É o apêlo que faço a esta Casa, aos Srs. Deputados, aos representantes principalmente dos Estados qualificados pelas emendas do Senado como imaturos, como incapazes de votar pela cédula única. Não podemos aceitar de forma alguma eu não aceito. Sr. Presidente, não aceito, protestarei, trarei aqui o meu modesto trabalho, a minha modesta colaboração que se cometa essa indignidade contra o meu Estado, contra o Rio Grande ou Pernambuco ou qualquer outro Estado da Federação.

Voltando ao meu argumento, na minha cidade, uma cidade com 8 escolas superiores, todos sabem votar melhor que as favelas do Rio de Janeiro ou que os mocambos de Recife. (Muito bem; muito bem. Palmas)

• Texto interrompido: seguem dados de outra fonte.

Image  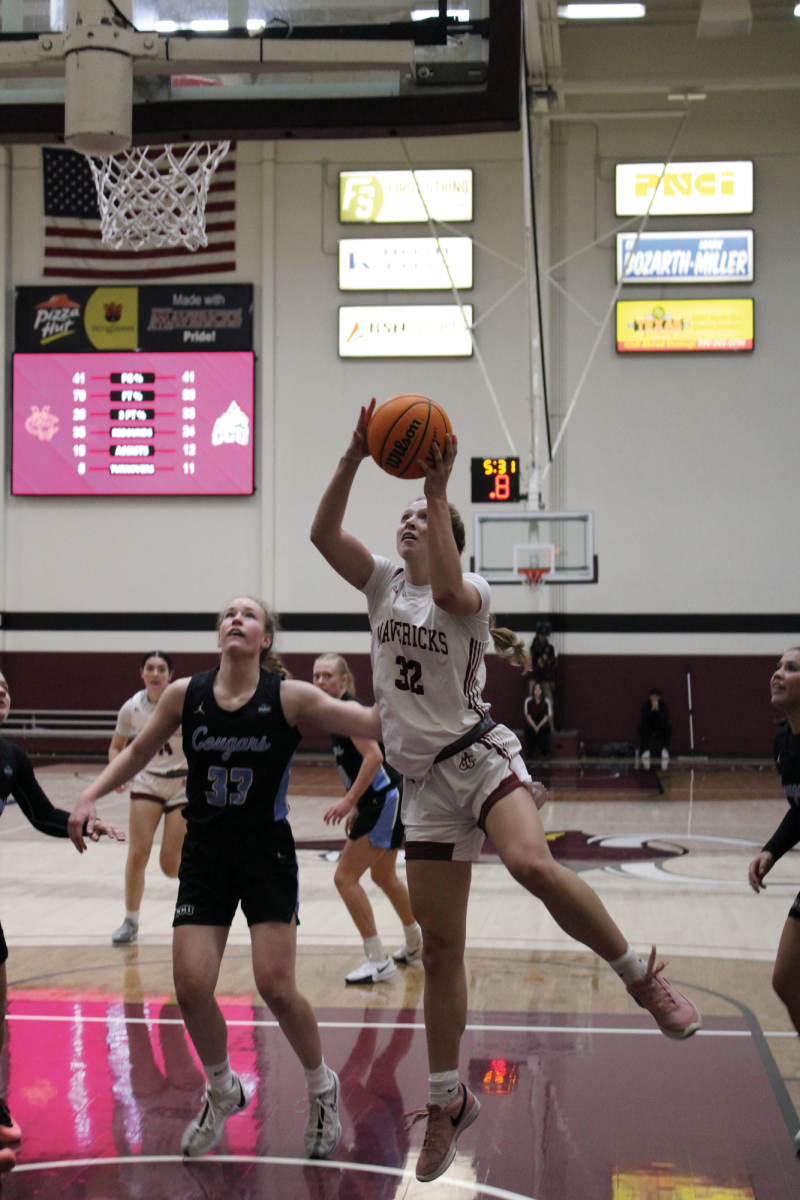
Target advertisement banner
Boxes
[339,304,473,359]
[616,162,753,217]
[14,283,253,354]
[616,299,753,354]
[616,229,753,283]
[339,238,473,292]
[339,168,473,224]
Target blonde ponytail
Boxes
[489,613,531,673]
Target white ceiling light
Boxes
[558,4,645,20]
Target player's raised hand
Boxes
[416,433,458,499]
[747,850,775,893]
[344,396,375,462]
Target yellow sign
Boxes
[616,299,753,354]
[83,288,139,350]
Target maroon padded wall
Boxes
[0,638,777,755]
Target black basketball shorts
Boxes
[348,787,405,850]
[173,821,297,928]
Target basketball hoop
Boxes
[517,566,549,588]
[89,142,230,251]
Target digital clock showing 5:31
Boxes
[471,458,519,504]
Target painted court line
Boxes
[14,1154,534,1200]
[6,1013,777,1038]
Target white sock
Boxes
[203,1058,234,1092]
[363,934,386,962]
[403,922,422,950]
[608,946,648,988]
[305,1058,332,1096]
[428,1070,458,1108]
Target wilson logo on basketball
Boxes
[386,420,422,468]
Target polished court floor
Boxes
[0,763,800,1200]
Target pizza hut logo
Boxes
[34,292,80,346]
[25,404,59,442]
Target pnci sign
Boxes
[616,161,753,217]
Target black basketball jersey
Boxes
[764,721,800,860]
[331,691,399,804]
[181,670,301,834]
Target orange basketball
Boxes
[367,395,452,479]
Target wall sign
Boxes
[11,350,253,496]
[470,458,519,504]
[339,238,473,292]
[339,304,473,359]
[616,162,753,217]
[339,168,473,224]
[616,299,753,354]
[14,283,253,354]
[616,229,753,283]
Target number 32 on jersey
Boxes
[395,654,425,696]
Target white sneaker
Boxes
[112,917,139,946]
[344,954,397,983]
[181,1074,249,1158]
[392,942,422,967]
[302,1067,342,1158]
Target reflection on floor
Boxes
[2,994,800,1200]
[0,763,800,1200]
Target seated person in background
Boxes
[528,622,555,719]
[639,688,672,767]
[525,683,551,758]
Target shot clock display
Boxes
[471,458,519,504]
[12,350,253,496]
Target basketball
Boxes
[367,394,452,479]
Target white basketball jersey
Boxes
[114,688,187,775]
[363,554,492,779]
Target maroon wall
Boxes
[0,650,777,755]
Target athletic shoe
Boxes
[0,1100,23,1144]
[344,954,397,983]
[181,1073,249,1158]
[405,1084,481,1183]
[627,946,703,1039]
[302,1067,342,1158]
[392,942,422,967]
[112,917,139,946]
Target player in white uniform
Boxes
[108,650,187,944]
[311,401,700,1182]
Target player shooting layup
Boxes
[311,401,700,1182]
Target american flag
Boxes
[42,143,236,282]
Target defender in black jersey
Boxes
[70,596,380,1158]
[750,647,800,1153]
[0,673,125,1171]
[313,654,422,984]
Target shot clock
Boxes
[471,458,519,504]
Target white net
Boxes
[89,142,230,250]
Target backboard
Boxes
[0,0,521,145]
[475,509,597,583]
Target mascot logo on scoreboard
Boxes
[34,292,80,346]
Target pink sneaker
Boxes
[405,1084,481,1183]
[627,946,703,1039]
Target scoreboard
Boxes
[12,349,253,496]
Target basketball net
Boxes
[89,142,230,251]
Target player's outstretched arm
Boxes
[311,400,375,589]
[68,679,190,853]
[281,679,381,742]
[416,433,481,617]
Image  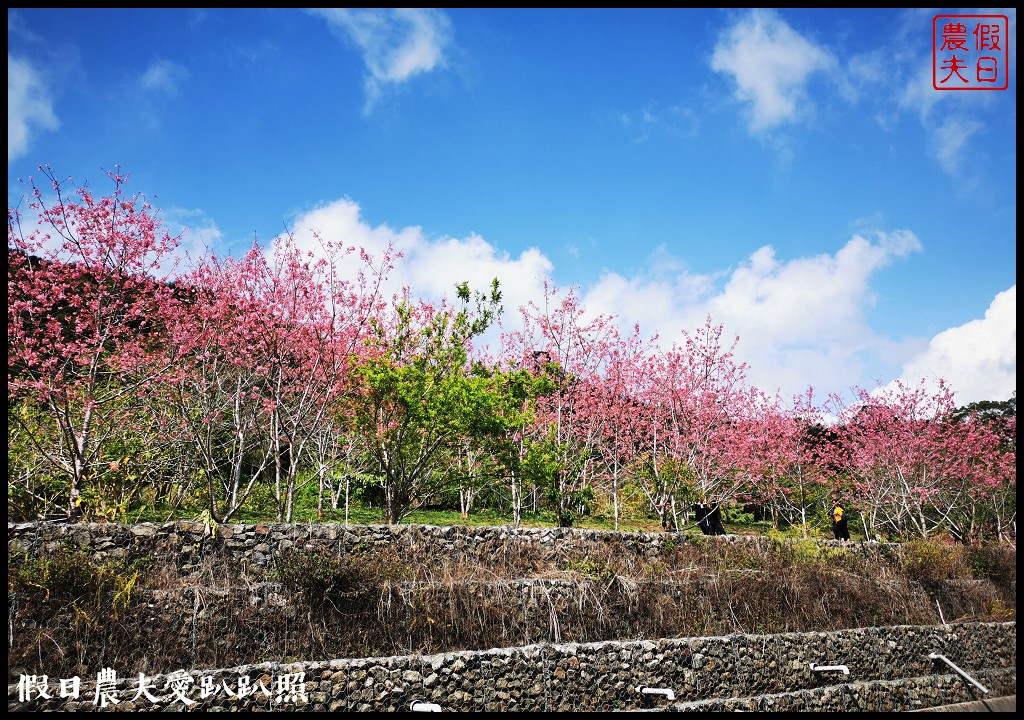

Durante o discurso do Sr. Mário Palmério, o Sr. Ranieri Mazzilli, Presidente deixa a cadeira da presidência, que é ocupada pelo Sr. Geraldo Guedes, 3º Secretário.

 

DIÁRIO do Congresso Nacional. Sessão: 15/06/62. Publicação: 16/06/62. Assunto: Protesto contra emendas do Senado ao projeto da cédula única, visando restringir sua adoção aos Estados da Guanabara e São Paulo e as Capitais dos demais Estados. p. 3278. Coluna: 4.